Among the existing classes of ML methods, *Deep Learning* (DL) is the one that can benefit most from the edge computing paradigm. Indeed, DL is a supervised learning strategy that requires a huge amount of heterogeneous data and high computational power to work properly. It reached large popularity due to its ability to train feed-forward Deep Neural Networks (DNNs) which have proven very efficient for end-toend classification of unstructured data, like images, audio, and text. Convolutional Neural Networks (ConvNets), in particular, achieved breakthroughs in several domains. Computer vision, speech recognition, and natural language processing are practical examples where ConvNets exceeded human-level accuracy. Within such domains, to enable inference on the edge means to deploy ConvNets on mobile devices.

The shift towards the edge is not a free lunch, however. ConvNets are computationally expensive: even the simplest topology has millions of parameters to store and billions of multiply-and-accumulate operations to run for a single forward pass. Mobile devices, like smartphones, drones, vehicles, might not have enough resources to host this kind of workload. Hence, the challenge is to accelerate the processing in order to achieve real-time response with a limited budget of energy. There exist several strategies to accomplish this task that span the whole design hierarchy [3], from hardware [4], designing specialized accelerators, e.g. low-power spatial architectures with tightly coupled execution units, to software [5], leveraging algorithmic optimization to reduce the cardinality of the ConvNet still preserving accuracy. High efficiency can be achieved with holistic approaches where hardware and software are vertically co-designed. Unfortunately, this is not always possible as many applications are built upon off-theshelf components to ensure low design costs, fast prototyping, and short turnaround. The degrees of freedom are therefore limited and the efficiency of algorithmic optimization might be substantially affected.

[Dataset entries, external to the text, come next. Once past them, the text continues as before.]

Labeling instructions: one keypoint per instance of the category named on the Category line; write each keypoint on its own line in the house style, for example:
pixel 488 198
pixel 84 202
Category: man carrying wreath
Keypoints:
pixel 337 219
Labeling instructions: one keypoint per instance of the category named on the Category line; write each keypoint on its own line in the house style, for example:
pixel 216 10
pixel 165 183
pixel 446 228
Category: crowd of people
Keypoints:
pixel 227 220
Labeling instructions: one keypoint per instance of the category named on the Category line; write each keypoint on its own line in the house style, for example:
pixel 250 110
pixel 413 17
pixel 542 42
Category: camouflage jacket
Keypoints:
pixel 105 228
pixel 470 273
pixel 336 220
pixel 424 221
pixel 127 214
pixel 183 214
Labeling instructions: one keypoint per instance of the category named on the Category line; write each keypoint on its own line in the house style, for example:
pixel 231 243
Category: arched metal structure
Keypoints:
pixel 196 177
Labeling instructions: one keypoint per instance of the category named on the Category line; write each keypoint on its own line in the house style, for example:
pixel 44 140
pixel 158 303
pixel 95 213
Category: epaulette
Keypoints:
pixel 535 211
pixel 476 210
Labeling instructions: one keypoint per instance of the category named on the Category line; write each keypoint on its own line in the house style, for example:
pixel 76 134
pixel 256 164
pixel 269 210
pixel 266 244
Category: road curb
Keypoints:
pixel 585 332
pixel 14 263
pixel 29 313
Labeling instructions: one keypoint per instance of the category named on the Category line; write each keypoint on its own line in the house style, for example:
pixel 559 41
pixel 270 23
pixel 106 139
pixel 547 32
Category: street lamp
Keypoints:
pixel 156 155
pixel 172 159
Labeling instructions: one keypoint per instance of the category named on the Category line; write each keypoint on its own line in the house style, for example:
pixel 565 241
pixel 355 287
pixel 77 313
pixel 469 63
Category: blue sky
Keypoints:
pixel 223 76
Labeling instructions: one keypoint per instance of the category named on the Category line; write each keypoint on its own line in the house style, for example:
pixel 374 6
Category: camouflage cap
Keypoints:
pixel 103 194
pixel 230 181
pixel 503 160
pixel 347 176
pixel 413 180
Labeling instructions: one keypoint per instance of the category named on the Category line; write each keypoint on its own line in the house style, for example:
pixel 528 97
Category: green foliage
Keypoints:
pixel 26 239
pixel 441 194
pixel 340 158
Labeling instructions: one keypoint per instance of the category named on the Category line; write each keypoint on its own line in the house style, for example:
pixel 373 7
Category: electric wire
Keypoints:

In this paper, we report on the performance of a practical case study: an image classification task implemented with a popular ConvNet, i.e. MobileNet (v1) by Google [6], deployed on a commercial chipset, i.e. the Samsung Exynos 5422 SoC [7],



Figure 1: Generic ConvNet Architecture for Image Classification.

through an open-source inference engine, i.e. TensorFlow Lite by Google [8]. The analysis aims at quantifying the impact of optimization at the algorithmic-level, i.e. topology reduction and arithmetic relaxation via fixed-point quantization, on the two commercial mobile CPUs embedded in the adopted SoC, i.e. the Cortex-A7 and the Cortex-A15 cores provided by ARM through the big.LITTLE ARMv7 architecture [9]. Results plotted in the accuracy-latency space reveal different trends depending on the hosting CPU.

# II. IMAGE CLASSIFICATION WITH MOBILENET

# A. Overview on Deep Convolutional Neural Networks

Image classification is to recognize the content of an image and to classify it with the labels that were available at training time. Several computer vision applications leverage this task to extract semantic information. A practical example comes from social media platforms which run image classification to generate descriptions, captions, tags and, in general, for copywriting. Other emerging applications are automatic indexing of biomedical images, fault detection on manufactured goods or predictive maintenance for tools and machinery in a fab-line, segmentation and object recognition for augmented reality in education and retail.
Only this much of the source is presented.